The St. Louis Post-Dispatch reports that Dr. Faisal Khan, the acting St. Louis County health director, also used Tuesday's email to encourage health workers to continue to take precautions ahead of an expected rise in cases following holiday gatherings.
“Please," he wrote, “ignore the lunatic fringe that exists in every society. They were there one hundred years ago and will likely be around 100 years in the future. They are irrelevant fools.”
By Wednesday, Khan’s email was circulated online by critics of public health measures, including some of the people who have appeared at County Council meetings in recent weeks to oppose a county requirement that people wear masks in public and on public transit. The mask order is currently under a legal challenge.

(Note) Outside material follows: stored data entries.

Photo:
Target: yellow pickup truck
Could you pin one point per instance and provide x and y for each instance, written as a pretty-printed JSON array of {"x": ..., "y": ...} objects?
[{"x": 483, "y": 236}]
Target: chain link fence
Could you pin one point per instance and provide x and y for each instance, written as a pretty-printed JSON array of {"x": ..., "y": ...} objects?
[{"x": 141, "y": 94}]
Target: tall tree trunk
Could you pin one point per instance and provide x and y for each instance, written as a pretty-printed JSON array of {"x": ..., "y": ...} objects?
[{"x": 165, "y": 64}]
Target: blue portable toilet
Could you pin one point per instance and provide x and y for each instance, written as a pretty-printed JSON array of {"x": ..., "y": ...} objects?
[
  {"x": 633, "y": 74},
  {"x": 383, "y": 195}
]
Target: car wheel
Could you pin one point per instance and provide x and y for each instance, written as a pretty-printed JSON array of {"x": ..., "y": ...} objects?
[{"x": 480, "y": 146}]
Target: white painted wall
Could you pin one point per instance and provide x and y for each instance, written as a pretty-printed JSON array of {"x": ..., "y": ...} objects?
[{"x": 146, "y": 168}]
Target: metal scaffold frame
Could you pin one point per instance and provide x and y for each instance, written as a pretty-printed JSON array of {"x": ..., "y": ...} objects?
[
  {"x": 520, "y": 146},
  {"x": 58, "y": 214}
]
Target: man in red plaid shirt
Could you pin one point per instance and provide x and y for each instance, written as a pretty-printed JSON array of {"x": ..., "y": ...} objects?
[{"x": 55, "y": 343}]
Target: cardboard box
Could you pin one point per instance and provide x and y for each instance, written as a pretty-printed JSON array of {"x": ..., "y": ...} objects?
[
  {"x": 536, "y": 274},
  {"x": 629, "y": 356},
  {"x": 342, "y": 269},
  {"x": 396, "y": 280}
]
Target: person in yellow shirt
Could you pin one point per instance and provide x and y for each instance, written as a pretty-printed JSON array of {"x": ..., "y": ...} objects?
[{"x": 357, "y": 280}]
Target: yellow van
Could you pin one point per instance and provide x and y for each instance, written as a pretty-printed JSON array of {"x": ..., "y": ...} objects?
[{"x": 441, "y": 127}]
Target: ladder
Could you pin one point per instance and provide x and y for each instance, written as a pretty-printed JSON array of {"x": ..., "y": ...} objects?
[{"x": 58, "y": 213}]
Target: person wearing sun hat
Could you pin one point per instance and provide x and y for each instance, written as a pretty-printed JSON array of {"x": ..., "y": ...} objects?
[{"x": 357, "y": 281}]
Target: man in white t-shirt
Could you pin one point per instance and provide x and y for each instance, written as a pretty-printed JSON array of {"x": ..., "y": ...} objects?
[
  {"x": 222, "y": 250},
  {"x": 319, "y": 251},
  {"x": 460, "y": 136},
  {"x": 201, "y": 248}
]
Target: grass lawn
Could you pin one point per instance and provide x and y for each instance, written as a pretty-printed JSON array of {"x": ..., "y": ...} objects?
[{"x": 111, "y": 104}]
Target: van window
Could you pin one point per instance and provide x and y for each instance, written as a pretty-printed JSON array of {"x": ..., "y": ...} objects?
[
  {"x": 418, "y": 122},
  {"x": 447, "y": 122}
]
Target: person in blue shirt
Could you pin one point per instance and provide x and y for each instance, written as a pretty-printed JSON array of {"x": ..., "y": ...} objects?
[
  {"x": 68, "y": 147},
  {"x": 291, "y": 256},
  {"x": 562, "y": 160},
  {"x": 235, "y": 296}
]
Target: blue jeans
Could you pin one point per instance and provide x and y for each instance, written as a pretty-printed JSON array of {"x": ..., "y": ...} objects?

Councilman Tim Fitch, a Republican who has voted against mask requirements, forwarded the Khan email to news media Wednesday after a health department employee sent it to him. Other employees, he said, had called him to say it was “inappropriate.” He told department staff that he was “stunned" by Khan's email. And Council Chair Rita Days said Khan’s email was “irresponsible.”
Neither Khan nor a spokesperson for the Department of Public Health responded to requests for comment by the Post-Dispatch.
The email controversy comes four months after Khan made an obscene gesture at a group of angry anti-mask mandate protesters after he appeared at a County Council meeting to speak about his latest public health order.